Prime Minister Enda Kenny said Monday that his government will "take steps to protect economic stability in Ireland" following Britain's vote to leave the EU, adding that the fallout from the vote should not affect Ireland's budget for 2017.

Kenny recalled the Irish parliament to discuss the implications of Brexit Monday amid fears that Ireland's economic recovery could be compromised.

He said "early bilateral discussions" between Dublin and London on Britain's EU exit, or Brexit, will focus on Northern Ireland, the border and the common travel area.

"We will continue to work urgently and intensively with the British government and the Northern Ireland Executive to see how, collectively, we can ensure that the gains of the last two decades are fully protected in whatever post-exit arrangements are negotiated," Kenny said.
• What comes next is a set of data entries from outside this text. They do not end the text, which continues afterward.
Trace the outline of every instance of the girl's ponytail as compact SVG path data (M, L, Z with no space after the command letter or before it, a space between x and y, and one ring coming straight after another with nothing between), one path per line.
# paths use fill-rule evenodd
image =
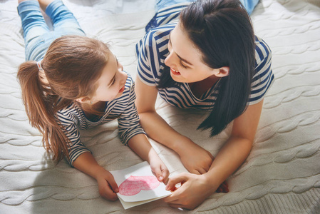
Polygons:
M53 106L56 105L58 96L53 94L49 86L41 80L39 70L34 61L21 63L17 77L26 115L31 125L43 135L44 148L53 153L54 160L61 160L63 153L68 158L67 146L70 141L54 117L56 111Z

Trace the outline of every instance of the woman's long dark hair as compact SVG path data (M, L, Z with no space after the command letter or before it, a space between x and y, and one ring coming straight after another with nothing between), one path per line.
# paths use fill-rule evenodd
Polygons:
M246 109L254 69L254 34L248 14L237 0L199 0L183 9L178 24L202 54L209 67L229 66L218 84L219 94L209 116L198 128L220 133ZM166 68L159 88L175 83Z

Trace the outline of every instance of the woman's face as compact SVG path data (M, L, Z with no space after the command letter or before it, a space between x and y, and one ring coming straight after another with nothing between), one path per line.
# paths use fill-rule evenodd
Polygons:
M171 77L180 83L195 83L215 76L219 69L207 66L202 54L182 31L180 24L171 31L169 55L165 63L170 68Z
M128 75L123 72L123 66L110 52L109 59L98 79L97 89L91 98L92 103L109 101L120 97L125 90Z

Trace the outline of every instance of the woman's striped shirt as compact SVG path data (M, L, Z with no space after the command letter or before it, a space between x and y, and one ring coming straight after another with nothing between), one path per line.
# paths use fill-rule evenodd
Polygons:
M69 163L83 153L90 151L80 141L80 129L88 129L101 123L118 118L119 136L121 142L127 145L128 141L138 133L145 133L139 123L139 116L135 106L135 85L132 77L128 73L128 78L123 95L105 103L104 115L97 121L88 120L78 103L72 103L57 112L57 118L65 128L65 133L71 141L69 147Z
M144 83L158 85L165 66L165 59L169 54L169 34L177 23L181 9L187 5L177 4L159 11L147 26L148 32L144 38L136 44L138 76ZM263 99L274 78L269 46L257 36L255 36L255 73L252 78L249 105ZM215 84L200 98L193 95L186 83L158 88L158 92L166 102L177 107L212 110L219 93L218 85Z

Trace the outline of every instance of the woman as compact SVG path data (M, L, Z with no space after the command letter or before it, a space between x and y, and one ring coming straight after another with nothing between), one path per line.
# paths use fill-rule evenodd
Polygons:
M240 1L188 4L160 9L137 44L135 103L148 136L174 150L190 173L170 178L167 189L173 193L165 201L193 209L248 156L274 76L271 51L254 36ZM157 113L158 93L177 107L210 111L199 128L210 129L212 136L233 121L232 133L215 159Z

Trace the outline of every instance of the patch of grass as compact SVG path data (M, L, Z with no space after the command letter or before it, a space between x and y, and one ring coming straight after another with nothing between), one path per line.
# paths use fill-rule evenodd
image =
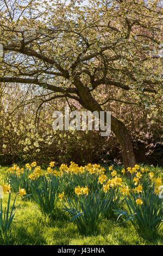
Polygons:
M142 165L141 165L142 166ZM162 168L147 166L157 175L162 176ZM0 167L0 180L4 179L7 167ZM122 166L116 169L120 173ZM14 202L15 193L11 194L11 203ZM8 195L4 195L3 203L7 203ZM45 216L31 200L17 196L15 203L17 209L10 234L5 240L0 238L0 245L162 245L163 227L157 237L147 241L136 233L130 223L122 224L122 220L116 223L116 218L102 220L96 235L82 235L74 223L69 223L70 217L63 210L61 202L51 217ZM123 207L126 210L124 203Z

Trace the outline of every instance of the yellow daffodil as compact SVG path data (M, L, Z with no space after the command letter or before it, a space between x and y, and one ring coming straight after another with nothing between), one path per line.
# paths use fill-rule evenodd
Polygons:
M121 170L121 173L124 175L124 173L125 173L125 169L123 168L122 169L122 170Z
M123 186L123 187L121 187L120 192L124 196L127 196L130 193L130 190L128 186L126 186L126 187Z
M33 163L31 163L30 166L32 167L35 167L35 166L36 166L37 165L37 163L36 162L33 162Z
M139 185L137 187L135 187L135 188L133 189L133 191L134 193L140 193L142 192L142 186Z
M5 193L10 193L10 184L9 185L3 185L3 192L5 194Z
M136 173L136 176L138 179L140 179L142 176L142 174L138 172Z
M87 187L83 187L82 188L82 192L83 194L86 194L86 196L88 195L88 188Z
M104 174L101 174L98 177L98 180L99 183L103 184L107 179L107 176Z
M154 177L154 173L153 172L151 172L151 173L148 173L149 174L149 179L151 179L151 180Z
M112 177L114 177L114 176L115 176L117 174L117 172L116 170L113 170L111 173L111 176Z
M54 163L55 163L54 162L51 162L50 163L49 163L50 167L54 167Z
M135 182L134 184L135 184L135 186L136 186L137 185L139 180L139 178L134 177L134 178L133 179L133 181Z

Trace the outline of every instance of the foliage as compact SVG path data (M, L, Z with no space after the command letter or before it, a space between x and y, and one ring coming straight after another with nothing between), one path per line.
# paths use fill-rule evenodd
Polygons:
M56 208L59 185L59 179L53 175L31 181L32 199L45 215L51 215Z
M16 195L15 196L14 203L12 205L11 210L9 212L10 206L10 199L11 193L9 193L9 197L8 200L7 206L3 210L2 208L2 199L1 197L1 205L0 205L0 234L4 236L5 234L9 231L12 220L14 217L16 211L13 212L14 209L14 206L16 200Z

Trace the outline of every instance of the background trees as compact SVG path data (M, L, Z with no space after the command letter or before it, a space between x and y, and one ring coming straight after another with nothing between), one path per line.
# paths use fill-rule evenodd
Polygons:
M162 96L161 1L76 2L0 1L0 82L33 84L37 95L43 88L39 110L60 97L92 112L116 102L155 115ZM112 111L111 129L127 167L135 159L120 110Z

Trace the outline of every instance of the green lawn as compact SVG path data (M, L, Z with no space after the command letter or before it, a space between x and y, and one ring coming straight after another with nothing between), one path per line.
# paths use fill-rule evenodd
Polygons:
M162 169L148 166L154 173L162 174ZM8 167L0 167L0 180L4 179ZM117 167L118 169L119 167ZM116 169L116 168L115 168ZM11 202L15 194L12 193ZM3 202L6 204L8 195L4 194ZM70 216L62 210L61 202L51 218L45 217L40 210L28 198L17 197L16 210L11 224L11 231L0 244L5 245L163 245L163 227L158 236L149 241L140 237L129 222L116 223L116 218L104 219L97 234L84 236L79 233L77 227L69 223Z

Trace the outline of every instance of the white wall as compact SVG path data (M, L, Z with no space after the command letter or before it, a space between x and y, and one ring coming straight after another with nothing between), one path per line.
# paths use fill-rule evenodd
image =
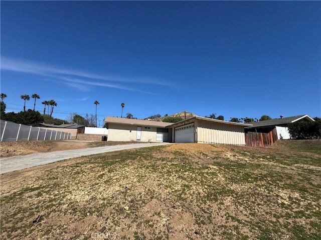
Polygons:
M105 128L85 127L85 134L99 134L108 135L108 130Z
M289 133L287 126L275 126L277 139L290 139L291 136Z

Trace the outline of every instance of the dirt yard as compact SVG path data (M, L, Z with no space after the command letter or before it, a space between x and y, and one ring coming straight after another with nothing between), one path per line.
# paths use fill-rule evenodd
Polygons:
M36 152L47 152L128 144L128 142L76 140L2 142L0 144L0 156L7 157Z
M1 177L2 239L321 239L320 140L175 144Z

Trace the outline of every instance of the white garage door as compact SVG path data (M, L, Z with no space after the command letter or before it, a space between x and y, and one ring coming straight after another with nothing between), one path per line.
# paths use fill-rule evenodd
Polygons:
M194 142L194 124L175 128L175 142Z

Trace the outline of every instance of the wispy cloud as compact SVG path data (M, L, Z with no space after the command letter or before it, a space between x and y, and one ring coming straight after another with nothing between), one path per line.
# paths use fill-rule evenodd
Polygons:
M151 94L140 90L128 88L115 82L144 84L170 86L171 84L163 81L151 78L125 78L115 76L100 75L74 70L65 69L48 64L29 60L22 60L13 58L1 57L1 69L16 72L49 76L53 78L67 81L68 86L82 91L88 91L83 84L103 86ZM95 81L93 81L92 80ZM113 82L114 83L112 83Z

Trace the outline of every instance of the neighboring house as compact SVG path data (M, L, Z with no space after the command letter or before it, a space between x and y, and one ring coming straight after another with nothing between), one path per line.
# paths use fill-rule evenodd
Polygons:
M171 122L122 118L107 117L108 141L171 142L166 127Z
M33 124L32 126L38 126L43 128L54 128L55 130L57 131L70 132L71 134L72 139L75 139L78 134L83 134L85 130L84 125L79 125L76 124L55 125L54 124L39 123Z
M291 136L288 132L287 124L297 121L314 122L314 120L308 115L300 115L287 118L281 116L279 118L251 122L252 126L246 128L245 132L250 132L268 133L274 128L276 128L277 139L290 139Z
M250 124L196 116L175 124L107 117L108 141L168 142L245 145Z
There are particular concerns about the potential reintroduction of a hard border between the Republic and Northern Ireland, as controls have been removed gradually since the 1998 peace agreement.

"All three administrations share the common objective of wanting to preserve the common travel area and an open border on the island of Ireland," Kenny said.
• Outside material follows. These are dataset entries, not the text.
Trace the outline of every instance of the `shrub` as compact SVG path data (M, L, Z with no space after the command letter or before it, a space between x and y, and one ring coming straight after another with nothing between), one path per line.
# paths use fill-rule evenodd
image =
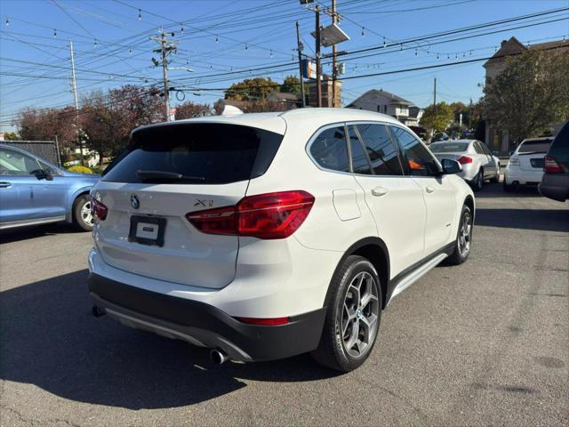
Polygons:
M80 165L76 165L75 166L71 166L68 169L69 172L78 172L80 173L92 173L92 171L89 169L87 166L82 166Z

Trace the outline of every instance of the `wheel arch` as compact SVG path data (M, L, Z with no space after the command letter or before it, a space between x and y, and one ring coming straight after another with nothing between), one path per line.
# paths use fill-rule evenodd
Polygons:
M68 200L68 208L66 209L65 220L71 223L73 222L73 206L75 205L76 200L81 196L89 195L92 186L84 187L76 190L74 193L69 195L69 198Z
M325 306L326 304L326 302L330 301L329 297L332 289L332 280L336 276L337 271L340 268L341 268L341 265L344 263L346 259L350 255L362 256L369 260L369 262L373 264L373 267L375 268L375 270L380 277L380 286L381 287L381 294L383 296L381 309L384 309L387 305L386 300L390 274L389 252L385 242L380 238L375 237L365 238L361 240L358 240L357 242L350 246L344 253L342 257L338 262L338 264L334 269L334 272L330 278L330 283L328 284L328 291L326 292L326 297L324 302Z
M470 208L470 211L472 212L472 222L474 223L474 220L476 219L476 208L474 204L474 198L472 197L472 196L469 194L464 199L463 205L466 205ZM462 210L462 206L461 206L461 210Z

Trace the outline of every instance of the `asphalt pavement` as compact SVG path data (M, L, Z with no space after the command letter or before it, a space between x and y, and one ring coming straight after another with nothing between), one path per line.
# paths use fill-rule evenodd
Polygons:
M95 318L89 233L0 235L0 424L569 424L569 203L477 195L473 252L391 302L367 362L212 366Z

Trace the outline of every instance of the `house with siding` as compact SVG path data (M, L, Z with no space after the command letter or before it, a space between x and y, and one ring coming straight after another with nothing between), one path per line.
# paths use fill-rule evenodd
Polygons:
M408 126L418 125L423 114L413 102L383 89L367 91L346 107L387 114Z
M569 53L569 41L557 40L554 42L540 43L532 45L525 45L516 37L509 40L503 40L500 49L484 63L486 71L486 85L492 85L498 75L506 67L506 57L522 53L524 51L536 50L543 52L564 52ZM509 137L508 129L502 129L490 120L486 120L485 142L492 150L501 154L508 154L515 149L515 143Z

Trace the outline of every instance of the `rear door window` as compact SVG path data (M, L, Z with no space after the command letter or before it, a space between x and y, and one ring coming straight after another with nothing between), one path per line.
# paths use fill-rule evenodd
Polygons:
M357 125L372 169L376 175L403 175L396 145L384 125Z
M34 157L12 149L0 149L0 175L29 175L39 168Z
M224 184L262 175L283 135L225 124L180 124L140 129L103 181Z
M310 155L324 169L349 172L344 126L340 125L322 131L310 145Z

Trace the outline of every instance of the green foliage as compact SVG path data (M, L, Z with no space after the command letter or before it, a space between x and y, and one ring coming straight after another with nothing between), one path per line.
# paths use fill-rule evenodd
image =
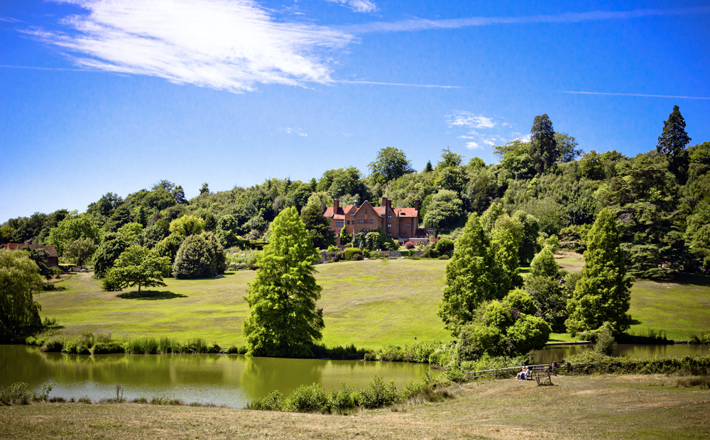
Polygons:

Kenny also pointed out there is a two-year timeframe for Britain's withdrawal from the European Union and that there will be no early change to the free flow of people, goods and services.
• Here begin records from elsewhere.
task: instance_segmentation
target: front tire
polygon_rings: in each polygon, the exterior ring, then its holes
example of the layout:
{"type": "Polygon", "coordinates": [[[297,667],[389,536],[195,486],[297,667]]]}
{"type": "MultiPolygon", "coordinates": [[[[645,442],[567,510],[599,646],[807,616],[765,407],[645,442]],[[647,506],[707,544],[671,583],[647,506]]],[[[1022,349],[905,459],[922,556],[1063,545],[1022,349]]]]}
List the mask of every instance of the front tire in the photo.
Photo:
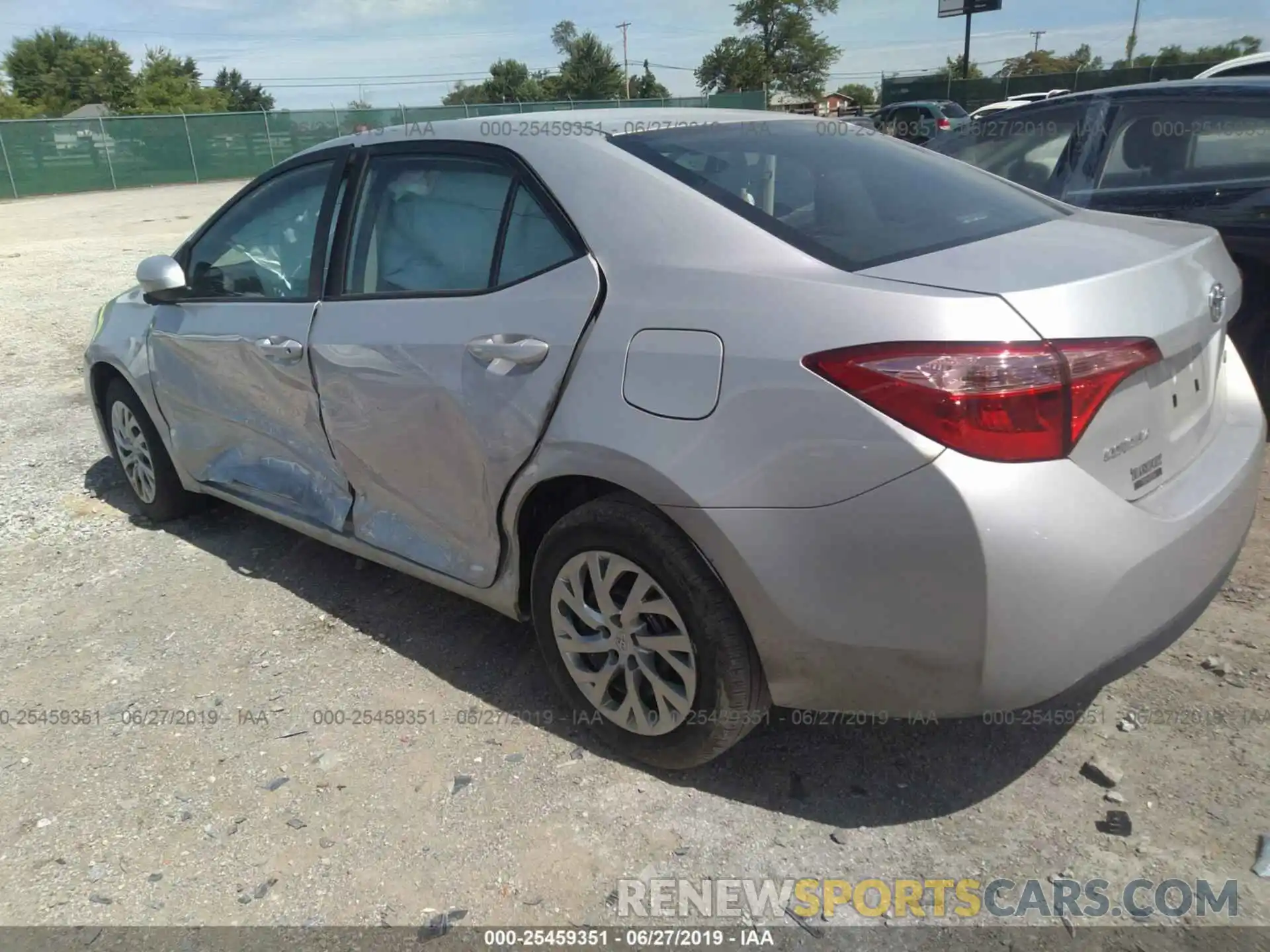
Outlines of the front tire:
{"type": "Polygon", "coordinates": [[[198,509],[203,498],[180,485],[141,397],[122,378],[116,377],[107,386],[103,410],[110,449],[142,515],[151,522],[168,522],[198,509]]]}
{"type": "Polygon", "coordinates": [[[749,631],[696,548],[639,500],[558,522],[531,578],[533,627],[574,722],[665,769],[698,767],[771,704],[749,631]]]}

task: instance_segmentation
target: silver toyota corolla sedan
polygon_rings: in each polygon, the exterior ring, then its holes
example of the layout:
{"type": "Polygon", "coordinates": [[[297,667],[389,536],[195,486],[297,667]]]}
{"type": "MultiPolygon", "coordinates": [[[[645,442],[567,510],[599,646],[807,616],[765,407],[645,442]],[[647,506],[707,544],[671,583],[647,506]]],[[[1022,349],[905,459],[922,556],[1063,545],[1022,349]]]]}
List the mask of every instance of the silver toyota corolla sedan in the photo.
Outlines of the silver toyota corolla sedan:
{"type": "Polygon", "coordinates": [[[560,116],[335,140],[142,261],[85,355],[141,510],[531,621],[668,768],[772,703],[1069,697],[1213,598],[1265,443],[1215,231],[851,123],[560,116]]]}

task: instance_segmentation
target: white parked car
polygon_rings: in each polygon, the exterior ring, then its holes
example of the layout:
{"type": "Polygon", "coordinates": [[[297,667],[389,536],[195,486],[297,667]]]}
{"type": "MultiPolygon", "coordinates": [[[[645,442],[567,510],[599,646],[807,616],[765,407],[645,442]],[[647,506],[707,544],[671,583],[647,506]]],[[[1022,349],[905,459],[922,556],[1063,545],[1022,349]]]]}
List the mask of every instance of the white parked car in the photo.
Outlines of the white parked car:
{"type": "Polygon", "coordinates": [[[1010,109],[1017,109],[1020,105],[1027,105],[1026,99],[1005,99],[999,103],[989,103],[988,105],[980,105],[973,113],[970,113],[972,119],[987,119],[989,116],[996,116],[998,113],[1007,112],[1010,109]]]}
{"type": "Polygon", "coordinates": [[[1250,53],[1237,56],[1233,60],[1209,66],[1195,79],[1212,79],[1213,76],[1270,76],[1270,53],[1250,53]]]}
{"type": "Polygon", "coordinates": [[[1054,96],[1067,95],[1072,90],[1069,89],[1052,89],[1048,93],[1016,93],[1012,96],[1006,96],[1011,103],[1039,103],[1043,99],[1053,99],[1054,96]]]}

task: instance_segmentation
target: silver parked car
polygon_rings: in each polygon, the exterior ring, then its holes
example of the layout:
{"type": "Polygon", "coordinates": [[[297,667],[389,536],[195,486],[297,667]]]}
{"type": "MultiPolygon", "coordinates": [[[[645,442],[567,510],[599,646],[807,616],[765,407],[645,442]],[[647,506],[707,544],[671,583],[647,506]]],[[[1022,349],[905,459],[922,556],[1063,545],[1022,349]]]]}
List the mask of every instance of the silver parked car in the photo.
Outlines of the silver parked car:
{"type": "Polygon", "coordinates": [[[85,359],[141,510],[532,621],[669,768],[771,703],[1040,704],[1213,598],[1265,442],[1215,231],[851,123],[559,116],[333,141],[142,261],[85,359]]]}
Minister for Finance Michael Noonan said the initial shock of the Brexit vote had been contained and the National Treasury Management Agency is confident it can fully fund the country.

"The stock market took a bit of a hit, but in the normal rise and fall of stock markets," Noonan told the National Economic Dialogue meeting in Dublin Castle, organized by the government to outline Ireland's economic prospects and also attended by Kenny.

Ireland's exports continue to be strong and "people are going about their business," he said.

In terms of foreign direct investment, Noonan said Britain was now Ireland's "biggest rival" and "direct competitor."

Minister for Social Protection Leo Varadkar told national broadcaster RTE that he did not expect tax receipts in Ireland to plummet suddenly as a result of Brexit and said there were new opportunities for Ireland.

A North-South ministerial council meeting next Monday will discuss issues including retaining the common travel agreement, Varadkar announced.

Under this agreement, which dates from 1923, there is free movement of citizens between Ireland and Britain, with mutual full voting rights.

A majority in Northern Ireland voted to remain in the European Union and there are huge concerns north and south of the border about how Brexit could affect trade and the Northern Ireland peace process.

Under the terms of the Good Friday peace agreement, Northern Ireland's citizens are entitled to apply for both Irish and British passports.

Applications for Irish passports have surged since Thursday's referendum, according to local media reports.